Una girandola di generi
Ma la ricchezza di Andor non si esaurisce con la spy-story: nella serie convivono più generi cinematografici come per esempio l’heist-movie bellico, ovvero il film in cui un gruppetto di improbabili guastatori devono compiere una sortita impossibile per far esplodere un ponte, sabotare un avamposto del nemico, far saltare una base e così via. Per intenderci, quando Andor si unisce allo sparuto gruppetto di disperati che dovrà assaltare la base imperiale di Aldhani per rubare armi e danaro, siamo chiaramente dalle parti de La sporca dozzina.

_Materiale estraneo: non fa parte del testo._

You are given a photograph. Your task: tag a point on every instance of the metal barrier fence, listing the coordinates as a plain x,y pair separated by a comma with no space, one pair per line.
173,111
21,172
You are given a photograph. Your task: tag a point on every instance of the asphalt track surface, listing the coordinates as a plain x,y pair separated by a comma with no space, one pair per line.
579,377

Quando, successivamente, il nostro sarà catturato dall’impero e si ritroverà in quell’inferno che è il centro di detenzione di Narkina 5, approdiamo invece al classico Prison-movie alla Brubaker, o se vogliamo Nick Manofredda, fatte le dovute proporzioni ovviamente. Ci sono tutti i topos del caso: i lavori forzati e ripetitivi da compiere in breve tempo per alzare la produttività, il compagno più anziano che non ce la fa. Infine il bellissimo personaggio di Kino Loy, interpretato da Andy Serkis, che da controllore dei compagni di sventura, acquista man mano coscienza del buco nero in cui sono tutti intrappolati e, su sollecitazione di Andor, accende la miccia della rivolta carceraria. Le atmosfere asettiche e opprimenti della prigione richiamano inoltre, crediamo volutamente, il primo bellissimo film di Lucas, THX 1138 (L’uomo che fuggì dal futuro). L’improvvisa apertura visiva dell’inquadratura che svela la posizione della prigione in mezzo al mare, ricorda inoltre una scena simile del mitico Face-off, in cui Nicolas Cage fuggiva dal carcere di Erehwon (contrario di Nowhere) per ritrovarsi in mezzo all’oceano.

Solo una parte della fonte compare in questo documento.